5. Mr Tinkler now invokes the court’s jurisdiction to set aside the Judgment for fraud on the grounds that individual witnesses (whose conduct can be attributed to SGL) deliberately failed to disclose documents (or destroyed them) and that they gave false evidence at the Trial.

Paragraphs 11 to 35 of the judgment are especially interesting in re-affirming the correct approach:

11. It was common ground that one party is entitled to have a judgment set aside for fraud if three limbs or conditions are satisfied: first, the successful party (or someone for whom it must take responsibility) committed conscious and deliberate dishonesty (“Limb 1“); secondly, the dishonest conduct was material to the original decision (“Limb 2“); and, thirdly, there was new evidence before the Court (which was either not given or not disclosed in the earlier proceedings) (“Limb 3“). The principal issues between the parties were the test for materiality under the Limb 2 and the way in which the Court should approach new evidence deployed under Limb 3.

The analysis that followed on each of these limbs in this section of a long judgment is worth a read.

The Court also reminded itself of some particular features when dealing with allegations of fraud:

36. Mr Leiper also made a number of general points about the trial of fraud claims. He reminded me that although the standard of proof was the civil standard, the Court should take account of the fact that fraud is inherently improbable. In Bank St Petersburg PJSC v Arkhangelsky [2020] 4 WLR 5 Males LJ summarised the approach which the Court should take at [117]:

“In general it is legitimate and conventional, and a fair starting point, that fraud and dishonesty are inherently improbable, such that cogent evidence is required for their proof. But that is because, other things being equal, people do not usually act dishonestly, and it can be no more than a starting point. Ultimately, the only question is whether it has been proved that the occurrence of the fact in issue, in this case dishonesty in the realisation of the assets, was more probable than not.”

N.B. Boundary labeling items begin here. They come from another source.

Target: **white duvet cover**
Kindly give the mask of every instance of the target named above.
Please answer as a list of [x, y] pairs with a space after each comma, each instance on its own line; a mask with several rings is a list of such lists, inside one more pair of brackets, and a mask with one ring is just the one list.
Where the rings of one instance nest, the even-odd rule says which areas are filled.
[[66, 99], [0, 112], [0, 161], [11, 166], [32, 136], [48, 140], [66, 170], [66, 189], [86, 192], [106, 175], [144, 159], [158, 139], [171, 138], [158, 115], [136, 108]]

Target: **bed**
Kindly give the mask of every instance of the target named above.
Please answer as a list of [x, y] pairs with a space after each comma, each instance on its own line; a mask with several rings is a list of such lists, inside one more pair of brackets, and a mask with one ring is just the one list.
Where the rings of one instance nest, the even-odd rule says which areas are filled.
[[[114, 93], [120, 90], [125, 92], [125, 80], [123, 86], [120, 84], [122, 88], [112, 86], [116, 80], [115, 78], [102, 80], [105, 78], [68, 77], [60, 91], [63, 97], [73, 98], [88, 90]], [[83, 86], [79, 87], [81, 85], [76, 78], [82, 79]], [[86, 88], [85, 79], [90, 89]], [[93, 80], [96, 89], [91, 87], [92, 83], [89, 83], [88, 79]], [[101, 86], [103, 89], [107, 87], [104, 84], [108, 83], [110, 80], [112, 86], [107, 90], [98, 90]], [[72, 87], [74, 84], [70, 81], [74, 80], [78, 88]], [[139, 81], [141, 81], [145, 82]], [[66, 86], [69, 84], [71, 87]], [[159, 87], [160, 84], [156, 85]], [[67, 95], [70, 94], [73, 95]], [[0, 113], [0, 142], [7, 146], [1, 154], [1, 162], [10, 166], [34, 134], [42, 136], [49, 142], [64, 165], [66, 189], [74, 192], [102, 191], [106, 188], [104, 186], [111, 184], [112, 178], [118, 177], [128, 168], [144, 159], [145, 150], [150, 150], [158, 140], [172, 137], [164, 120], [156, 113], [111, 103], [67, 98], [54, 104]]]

37. Mr Leiper also reminded me that proof of fraud requires cogent evidence which must be commensurate with the seriousness of the conduct: see JSC BTA Bank v Ablyazov [2013] EWHC 510 (Comm) at [37] (Teare J). He submitted that where the Court was being invited to draw an inference of dishonesty from primary facts the Court must be satisfied that “an inference of dishonesty is more likely than one of innocence or negligence”: see JSC Bank of Moscow v Kekhman [2015] EWHC 3073 (Comm) (Flaux J). In the present case, Mr Tinkler alleges both perjury and the deliberate destruction and non-disclosure of documents. I accept that cogent evidence is required before those allegations can be found to be proved.

The claim to set aside the judgement for fraud was ultimately dismissed.